The young patrons of the TRI Community and Youth Agency have joined the expanding palette of supporters of Huntington Station's makeover, helping create a mural reflecting the hamlet's diversity.
The youth, who range in age from 5 to 17, spent several weeks this winter painting the 9-foot by 25-foot mural, which, weather permitting, is to be affixed Sunday to an outside wall of the Huntington Station Enrichment Center at 1264 New York Avenue.
"It's going to look beautiful," Aylana Powell, 9, said. "I was really happy to help."
The Enrichment Center, which for years served as an educational and recreational sanctuary for area students, has been repurposed as a resource center to offer a variety of employment and training services.

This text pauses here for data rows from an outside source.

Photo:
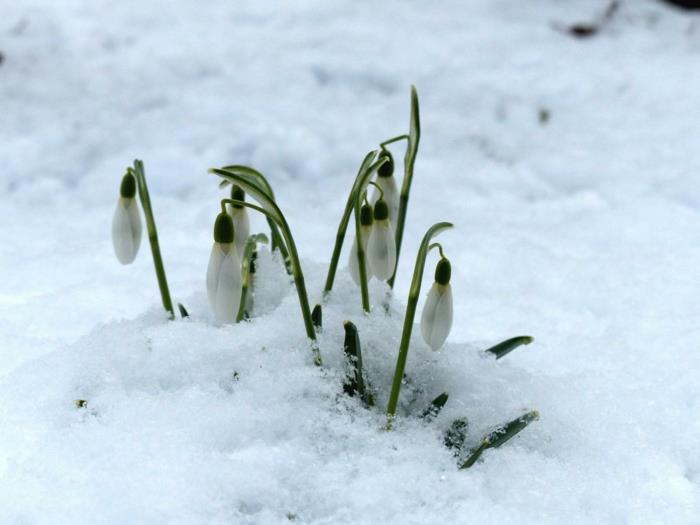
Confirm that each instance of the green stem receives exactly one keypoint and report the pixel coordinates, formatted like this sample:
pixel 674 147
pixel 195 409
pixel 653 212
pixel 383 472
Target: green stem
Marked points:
pixel 246 276
pixel 145 198
pixel 408 165
pixel 343 226
pixel 270 209
pixel 361 259
pixel 411 306
pixel 257 178
pixel 363 175
pixel 392 140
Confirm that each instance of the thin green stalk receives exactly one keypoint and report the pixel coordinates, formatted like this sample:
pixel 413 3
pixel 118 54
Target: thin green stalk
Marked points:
pixel 343 226
pixel 270 209
pixel 246 274
pixel 413 296
pixel 365 172
pixel 361 259
pixel 145 198
pixel 408 164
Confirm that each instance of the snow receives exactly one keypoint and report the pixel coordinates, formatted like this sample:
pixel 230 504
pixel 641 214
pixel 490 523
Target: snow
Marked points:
pixel 582 232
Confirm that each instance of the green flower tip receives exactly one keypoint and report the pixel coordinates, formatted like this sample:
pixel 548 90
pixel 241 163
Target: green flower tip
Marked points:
pixel 238 194
pixel 443 272
pixel 381 210
pixel 128 187
pixel 386 169
pixel 223 228
pixel 366 218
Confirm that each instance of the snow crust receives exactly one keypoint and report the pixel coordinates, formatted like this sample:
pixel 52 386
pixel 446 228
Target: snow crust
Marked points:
pixel 581 231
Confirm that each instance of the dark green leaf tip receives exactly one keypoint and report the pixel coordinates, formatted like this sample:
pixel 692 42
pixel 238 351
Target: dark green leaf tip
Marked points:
pixel 128 187
pixel 381 210
pixel 386 169
pixel 238 194
pixel 443 272
pixel 366 218
pixel 183 311
pixel 223 228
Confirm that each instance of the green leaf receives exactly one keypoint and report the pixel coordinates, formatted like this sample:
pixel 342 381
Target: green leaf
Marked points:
pixel 317 316
pixel 355 383
pixel 500 436
pixel 409 317
pixel 258 180
pixel 183 311
pixel 270 209
pixel 249 251
pixel 505 347
pixel 456 435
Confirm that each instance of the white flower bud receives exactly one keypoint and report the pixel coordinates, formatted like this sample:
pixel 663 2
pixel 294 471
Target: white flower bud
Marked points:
pixel 381 250
pixel 436 321
pixel 126 230
pixel 391 196
pixel 224 281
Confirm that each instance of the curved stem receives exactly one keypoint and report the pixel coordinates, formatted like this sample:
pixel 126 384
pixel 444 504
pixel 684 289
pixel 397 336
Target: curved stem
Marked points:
pixel 271 210
pixel 257 178
pixel 246 274
pixel 145 198
pixel 413 295
pixel 408 164
pixel 363 175
pixel 361 259
pixel 439 247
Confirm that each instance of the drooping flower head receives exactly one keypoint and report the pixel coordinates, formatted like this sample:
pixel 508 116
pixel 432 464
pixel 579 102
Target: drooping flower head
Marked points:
pixel 224 271
pixel 126 223
pixel 436 321
pixel 387 182
pixel 366 220
pixel 381 246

The mural has six panels that depict a variety of trades, cultures, interactions, cooperations and friendships. It reflects the new purpose of the building, said town board member Tracey Edwards, who spearheaded the idea of the mural.
"The pictures depicted in the mural are of people with job opportunities and job training," she said. "It's what we want for that location; it brings the vision to life."
The mural shows people working in different capacities in the same "space" and "level of importance," building the community together, said Lucienne Pereira, the Centerport-based artist who created the piece.
"We have not used real skin colors or face details," Pereira said. "The silhouettes are there to represent anyone, everyone who identifies with it."
To represent cultural diversity, the mural contains designs and patterns from a variety of nationalities and cultures in Huntington -- the United States, Ireland, Middle East, India, the Caribbean and Africa.
"The background is like a map," Pereira said. "Implicitly, this map represents the cultural diversity of the community."
Pereira started in March setting up the outline of the mural in Tri CYA locations in the Big H shopping center and at 310 West Hills Rd. Pereira then invited youths from the program to help paint the mural, in an effort to engage and challenge them.
"I want them to feel pride," Pereira said of the painters. "They will always remember they contributed to something that is part of the fabric of their community. They did it."
For Nazier Grant, 7, participating in the project sparked a budding interest in art. "I loved helping," Nazier said. "I did art in school, but this was more fun."
Ni'Tiera McGee, 9, said she looked forward each day to coming to paint the mural. "It was always a lot of fun to come and be with my friends and help," she said.
The mural will be affixed to the Enrichment Center's north-facing wall on East Second Street. It will be treated with a special coating to guard against weather and graffiti.
The mural is a collaboration between the community, and arts, nonprofit and government sectors. It cost about $3,500.